By Michael Montgomery—Exclusive to Tantalum Investing News

Prices for tantalum have been rising on the back of supply and demand fundamentals. The world needs more of the metal used for capacitors in high tech electronics such as smart phones and computers. The supply of tantalum is being stretched thin, and the reduction and vilification of DRC-mined is not helping supply side scarcity.

As a result prices, which are hard to determine concretely, have risen to approximately $120 per pound and analysts expect prices to climb to $150 in 2011, according to electronics manufacturer TTi. Prices at these levels have created another resource-staking rush in the sector.

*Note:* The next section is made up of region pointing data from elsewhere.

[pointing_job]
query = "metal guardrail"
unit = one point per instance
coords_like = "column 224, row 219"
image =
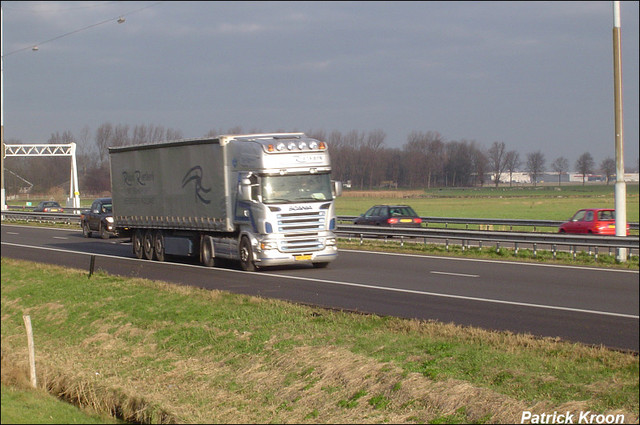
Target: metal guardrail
column 493, row 236
column 486, row 222
column 41, row 217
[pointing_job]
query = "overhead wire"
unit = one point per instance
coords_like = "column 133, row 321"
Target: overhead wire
column 118, row 19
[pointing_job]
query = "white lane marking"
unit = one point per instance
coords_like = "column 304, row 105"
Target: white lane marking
column 455, row 274
column 356, row 285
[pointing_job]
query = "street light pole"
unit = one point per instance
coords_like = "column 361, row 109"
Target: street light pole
column 3, row 205
column 620, row 186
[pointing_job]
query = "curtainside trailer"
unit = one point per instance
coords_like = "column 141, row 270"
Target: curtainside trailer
column 260, row 199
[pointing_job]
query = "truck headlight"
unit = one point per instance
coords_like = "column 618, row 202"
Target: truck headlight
column 268, row 245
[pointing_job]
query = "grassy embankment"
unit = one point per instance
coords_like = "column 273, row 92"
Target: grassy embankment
column 154, row 352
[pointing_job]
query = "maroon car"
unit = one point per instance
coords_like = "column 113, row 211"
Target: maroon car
column 599, row 221
column 390, row 216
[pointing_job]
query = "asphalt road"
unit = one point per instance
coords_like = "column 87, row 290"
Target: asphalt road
column 588, row 305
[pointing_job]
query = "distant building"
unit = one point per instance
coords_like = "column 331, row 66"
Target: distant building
column 552, row 177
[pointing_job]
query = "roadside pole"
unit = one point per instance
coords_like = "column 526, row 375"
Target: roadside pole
column 620, row 186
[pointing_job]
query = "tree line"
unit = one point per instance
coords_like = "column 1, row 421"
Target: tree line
column 426, row 160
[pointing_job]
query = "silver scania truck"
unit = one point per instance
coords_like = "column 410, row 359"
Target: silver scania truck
column 261, row 199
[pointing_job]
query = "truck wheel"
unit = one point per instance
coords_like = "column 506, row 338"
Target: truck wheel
column 246, row 255
column 208, row 259
column 158, row 245
column 103, row 232
column 147, row 244
column 85, row 230
column 136, row 242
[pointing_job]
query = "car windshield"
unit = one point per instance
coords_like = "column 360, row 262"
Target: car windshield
column 606, row 215
column 296, row 188
column 402, row 211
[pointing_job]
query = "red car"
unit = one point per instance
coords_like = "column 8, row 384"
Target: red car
column 599, row 221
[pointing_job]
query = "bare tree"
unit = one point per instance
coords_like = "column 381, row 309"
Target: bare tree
column 535, row 165
column 512, row 162
column 608, row 167
column 584, row 165
column 560, row 166
column 496, row 157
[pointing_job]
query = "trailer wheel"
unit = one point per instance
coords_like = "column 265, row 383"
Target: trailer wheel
column 206, row 252
column 158, row 245
column 85, row 230
column 103, row 232
column 246, row 255
column 147, row 244
column 136, row 242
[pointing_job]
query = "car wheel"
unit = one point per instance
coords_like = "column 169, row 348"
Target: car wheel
column 85, row 230
column 147, row 245
column 158, row 245
column 136, row 243
column 246, row 255
column 103, row 232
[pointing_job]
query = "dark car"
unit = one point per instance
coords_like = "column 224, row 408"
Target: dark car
column 48, row 206
column 98, row 219
column 599, row 221
column 391, row 216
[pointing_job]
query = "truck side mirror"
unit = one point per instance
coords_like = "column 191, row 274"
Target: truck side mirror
column 337, row 188
column 244, row 190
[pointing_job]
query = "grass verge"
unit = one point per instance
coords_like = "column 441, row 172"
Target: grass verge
column 152, row 352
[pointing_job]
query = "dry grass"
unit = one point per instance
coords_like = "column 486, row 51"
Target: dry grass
column 126, row 370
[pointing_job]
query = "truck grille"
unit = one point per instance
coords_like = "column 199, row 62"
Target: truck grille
column 301, row 231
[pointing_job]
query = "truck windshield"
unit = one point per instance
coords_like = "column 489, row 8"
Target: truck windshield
column 296, row 188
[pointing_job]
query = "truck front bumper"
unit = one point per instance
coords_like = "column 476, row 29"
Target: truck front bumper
column 275, row 257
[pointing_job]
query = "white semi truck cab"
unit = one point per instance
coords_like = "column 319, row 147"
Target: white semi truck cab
column 261, row 199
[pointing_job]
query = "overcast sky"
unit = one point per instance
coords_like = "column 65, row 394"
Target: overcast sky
column 534, row 75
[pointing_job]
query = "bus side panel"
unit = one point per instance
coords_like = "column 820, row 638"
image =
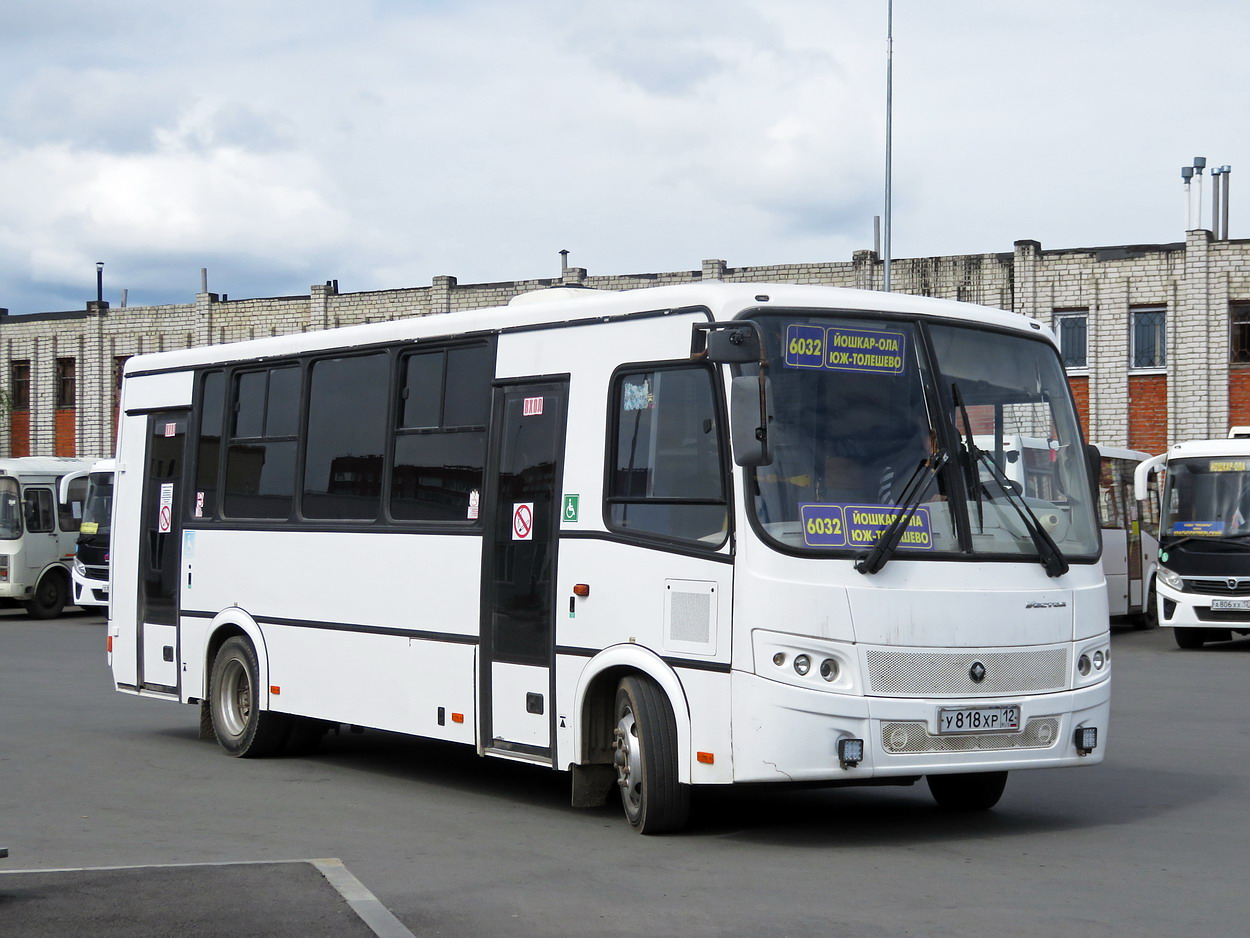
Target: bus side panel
column 676, row 605
column 370, row 629
column 1115, row 568
column 124, row 550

Companies are actively perusing tantalum/coltan deposits to capitalize on favorable market conditions. The Wodgina mine in Australia has resumed production because the operations can once again return a profit.

The Wodgina and Greenbushes deposits, owned by Global Advanced Metals, formerly Talison Minerals, closed in 2008 because of the economic downturn. The mines were put on care and maintenance, waiting for the right economics to restart operations. At full production the mine is capable of producing 1.4 million pounds of tantalum pentoxide annually, nearly one third of global supply. The company hopes to produce half that amount in the interim, producing 700,000 pounds.

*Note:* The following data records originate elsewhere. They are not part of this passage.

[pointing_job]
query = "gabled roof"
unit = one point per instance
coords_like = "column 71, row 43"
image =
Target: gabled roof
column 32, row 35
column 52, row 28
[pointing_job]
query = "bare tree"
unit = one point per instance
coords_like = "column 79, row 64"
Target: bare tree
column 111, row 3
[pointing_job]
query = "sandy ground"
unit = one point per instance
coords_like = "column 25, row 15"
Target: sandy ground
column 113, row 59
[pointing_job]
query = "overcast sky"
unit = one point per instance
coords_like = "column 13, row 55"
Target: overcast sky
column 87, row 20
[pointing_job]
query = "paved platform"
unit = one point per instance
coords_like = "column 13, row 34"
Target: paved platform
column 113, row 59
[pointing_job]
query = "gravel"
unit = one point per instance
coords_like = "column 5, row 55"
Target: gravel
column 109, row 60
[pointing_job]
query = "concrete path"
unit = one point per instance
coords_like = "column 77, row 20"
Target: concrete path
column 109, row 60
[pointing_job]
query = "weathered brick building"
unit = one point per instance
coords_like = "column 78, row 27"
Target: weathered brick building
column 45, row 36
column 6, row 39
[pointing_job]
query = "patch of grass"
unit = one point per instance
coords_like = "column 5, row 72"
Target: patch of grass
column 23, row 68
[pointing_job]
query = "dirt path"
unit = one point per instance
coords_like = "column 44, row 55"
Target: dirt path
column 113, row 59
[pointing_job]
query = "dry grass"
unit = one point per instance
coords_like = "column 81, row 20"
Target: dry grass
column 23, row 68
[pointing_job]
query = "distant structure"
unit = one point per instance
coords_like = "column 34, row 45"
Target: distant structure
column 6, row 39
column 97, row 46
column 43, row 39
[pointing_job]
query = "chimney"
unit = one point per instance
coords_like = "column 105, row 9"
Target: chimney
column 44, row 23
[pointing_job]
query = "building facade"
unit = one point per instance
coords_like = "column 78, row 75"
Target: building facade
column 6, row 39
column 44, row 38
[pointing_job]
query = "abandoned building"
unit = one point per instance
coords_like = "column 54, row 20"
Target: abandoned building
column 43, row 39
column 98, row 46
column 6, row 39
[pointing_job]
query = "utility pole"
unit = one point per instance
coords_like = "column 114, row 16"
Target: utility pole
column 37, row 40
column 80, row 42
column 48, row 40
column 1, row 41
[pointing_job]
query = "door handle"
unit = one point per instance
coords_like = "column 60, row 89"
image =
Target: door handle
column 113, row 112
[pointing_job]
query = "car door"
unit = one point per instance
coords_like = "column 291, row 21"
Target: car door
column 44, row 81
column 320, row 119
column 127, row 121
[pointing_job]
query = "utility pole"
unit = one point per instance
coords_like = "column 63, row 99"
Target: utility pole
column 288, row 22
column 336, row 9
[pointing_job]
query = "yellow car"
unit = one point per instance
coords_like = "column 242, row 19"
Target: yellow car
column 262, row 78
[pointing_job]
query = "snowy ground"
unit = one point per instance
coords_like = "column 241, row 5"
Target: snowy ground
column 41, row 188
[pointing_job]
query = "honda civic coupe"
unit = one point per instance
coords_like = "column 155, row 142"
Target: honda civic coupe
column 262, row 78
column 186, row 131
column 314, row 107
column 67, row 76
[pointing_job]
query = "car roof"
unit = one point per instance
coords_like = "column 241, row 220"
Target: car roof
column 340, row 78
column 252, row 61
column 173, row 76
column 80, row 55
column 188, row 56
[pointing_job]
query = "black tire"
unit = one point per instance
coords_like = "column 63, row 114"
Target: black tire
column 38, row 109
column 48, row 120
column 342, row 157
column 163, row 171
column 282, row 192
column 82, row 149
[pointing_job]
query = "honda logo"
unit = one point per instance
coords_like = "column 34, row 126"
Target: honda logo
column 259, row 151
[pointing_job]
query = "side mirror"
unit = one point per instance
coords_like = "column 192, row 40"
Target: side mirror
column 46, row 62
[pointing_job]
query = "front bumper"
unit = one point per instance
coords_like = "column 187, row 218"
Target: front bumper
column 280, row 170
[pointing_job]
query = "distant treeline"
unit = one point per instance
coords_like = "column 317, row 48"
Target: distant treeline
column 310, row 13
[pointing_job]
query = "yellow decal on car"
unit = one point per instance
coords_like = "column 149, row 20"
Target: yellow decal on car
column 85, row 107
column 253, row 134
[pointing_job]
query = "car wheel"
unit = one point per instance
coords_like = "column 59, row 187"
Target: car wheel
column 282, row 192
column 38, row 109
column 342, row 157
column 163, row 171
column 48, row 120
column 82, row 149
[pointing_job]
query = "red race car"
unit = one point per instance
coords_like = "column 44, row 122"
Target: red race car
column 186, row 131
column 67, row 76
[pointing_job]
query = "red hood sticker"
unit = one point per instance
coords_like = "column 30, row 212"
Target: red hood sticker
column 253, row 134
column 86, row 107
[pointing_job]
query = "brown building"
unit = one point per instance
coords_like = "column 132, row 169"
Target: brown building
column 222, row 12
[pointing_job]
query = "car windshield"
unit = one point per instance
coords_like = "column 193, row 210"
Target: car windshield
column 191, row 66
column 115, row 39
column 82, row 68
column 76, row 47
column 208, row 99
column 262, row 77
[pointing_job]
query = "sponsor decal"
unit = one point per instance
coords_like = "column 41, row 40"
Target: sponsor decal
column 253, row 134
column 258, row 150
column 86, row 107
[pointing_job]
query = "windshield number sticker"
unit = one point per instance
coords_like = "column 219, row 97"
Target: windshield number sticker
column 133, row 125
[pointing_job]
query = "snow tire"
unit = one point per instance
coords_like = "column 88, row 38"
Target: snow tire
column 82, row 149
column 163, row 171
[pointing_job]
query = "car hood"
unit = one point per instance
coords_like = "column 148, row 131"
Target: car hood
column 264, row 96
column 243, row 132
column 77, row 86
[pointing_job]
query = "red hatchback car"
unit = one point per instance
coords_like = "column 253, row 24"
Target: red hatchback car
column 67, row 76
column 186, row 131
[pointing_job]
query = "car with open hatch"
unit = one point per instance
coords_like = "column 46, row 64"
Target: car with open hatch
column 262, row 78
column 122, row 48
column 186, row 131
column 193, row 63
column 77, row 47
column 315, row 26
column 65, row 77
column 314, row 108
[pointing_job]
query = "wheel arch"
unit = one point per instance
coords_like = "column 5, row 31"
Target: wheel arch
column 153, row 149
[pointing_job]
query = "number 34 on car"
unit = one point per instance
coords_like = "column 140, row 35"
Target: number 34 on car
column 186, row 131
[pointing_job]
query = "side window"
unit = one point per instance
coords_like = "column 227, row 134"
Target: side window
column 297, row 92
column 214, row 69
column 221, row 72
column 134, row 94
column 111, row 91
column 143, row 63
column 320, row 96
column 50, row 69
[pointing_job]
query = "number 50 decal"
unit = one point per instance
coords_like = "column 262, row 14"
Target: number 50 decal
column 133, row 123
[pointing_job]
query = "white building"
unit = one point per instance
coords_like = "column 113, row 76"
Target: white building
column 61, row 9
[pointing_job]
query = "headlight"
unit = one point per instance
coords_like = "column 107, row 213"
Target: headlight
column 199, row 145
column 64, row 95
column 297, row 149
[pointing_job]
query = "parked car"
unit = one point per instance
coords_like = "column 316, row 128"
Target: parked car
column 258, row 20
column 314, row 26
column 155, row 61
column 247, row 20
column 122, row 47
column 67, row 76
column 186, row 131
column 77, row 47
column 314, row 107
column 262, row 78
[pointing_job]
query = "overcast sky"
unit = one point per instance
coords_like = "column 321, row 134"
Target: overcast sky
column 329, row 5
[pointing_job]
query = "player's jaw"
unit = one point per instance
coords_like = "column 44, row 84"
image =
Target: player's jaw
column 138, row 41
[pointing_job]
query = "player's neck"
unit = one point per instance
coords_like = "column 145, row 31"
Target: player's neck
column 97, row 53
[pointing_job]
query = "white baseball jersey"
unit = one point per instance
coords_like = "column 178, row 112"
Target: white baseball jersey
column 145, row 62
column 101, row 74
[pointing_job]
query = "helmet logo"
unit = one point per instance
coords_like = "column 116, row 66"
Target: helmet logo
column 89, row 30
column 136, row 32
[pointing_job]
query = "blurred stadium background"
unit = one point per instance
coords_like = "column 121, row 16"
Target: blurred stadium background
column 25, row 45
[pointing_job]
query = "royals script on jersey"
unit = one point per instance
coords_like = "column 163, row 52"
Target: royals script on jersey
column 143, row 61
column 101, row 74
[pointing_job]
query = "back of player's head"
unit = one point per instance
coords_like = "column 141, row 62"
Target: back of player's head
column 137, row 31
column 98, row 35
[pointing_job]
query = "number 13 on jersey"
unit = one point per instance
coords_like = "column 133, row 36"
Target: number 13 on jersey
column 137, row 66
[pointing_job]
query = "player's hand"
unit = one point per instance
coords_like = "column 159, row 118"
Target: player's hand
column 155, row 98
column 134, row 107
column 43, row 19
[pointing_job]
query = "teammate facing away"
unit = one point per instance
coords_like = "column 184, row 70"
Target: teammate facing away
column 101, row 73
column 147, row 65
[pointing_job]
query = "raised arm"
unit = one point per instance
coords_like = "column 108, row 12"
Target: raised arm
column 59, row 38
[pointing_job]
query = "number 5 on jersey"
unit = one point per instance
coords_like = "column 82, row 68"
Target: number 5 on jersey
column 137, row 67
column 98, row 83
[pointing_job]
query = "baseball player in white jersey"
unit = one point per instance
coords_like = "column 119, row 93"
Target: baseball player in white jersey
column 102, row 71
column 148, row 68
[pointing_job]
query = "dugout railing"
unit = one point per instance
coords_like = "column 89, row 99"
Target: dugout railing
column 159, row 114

Global Advanced Metals also owns the Greenbushes mine and processing facility. According to the company, the mine at full capacity has the ability to produce about one million pounds of tantalum pentoxide per annum. Recently the company announced that it had “agreed to purchase tantalum pentoxide ore from the Galaxy Lithium mine in Western Australia. Around 200,000 lb over the next five years will be processed at its Greenbushes plant,” reported Andy Blamey, for Platts. Galaxy Resources [ASX:GXY] is mainly a lithium mining company, but does produce tantalum as a byproduct in its operations.

Global tantalum market trends

The scheme to trace minerals from the Congo being implemented by the tin industry group ITRI Ltd. requires funding to meet the March 2011 date set by the US government. iTSCi (The ITRI Tin and Tantalum Supply Chain Initiative) is in need of  “at least $31 million over five years to expand the programs,” reported Michael J. Kavanagh, for Bloomberg. Nearly two thirds of the funding will come from the African mining sector, but shortfalls in funding hamper the speed and scope of the implementation.

The European Union may follow the United States lead over the classification and documentation of conflict minerals. The Frank-Dodd financial act, passed last year in the US required companies to disclose the sourcing of metals such as tin, tantalum, tungsten, gold and casserite from the DRC and neighboring countries in order to create a more “conflict free” supply chain. The EU is considering its own version of the bill.

“In December 2010, the European Parliament adopted a resolution calling on the bloc to create an EU law to ensure that imported minerals are traceable as a tool to combat illegal exploitation of conflict minerals in African countries,” reported EurActiv. No timetable for the adoption of a bill is available. However, if the European Union adopts a scheme comparable to the US regulatory statute more companies will be looking to source tantalum from non-African sources.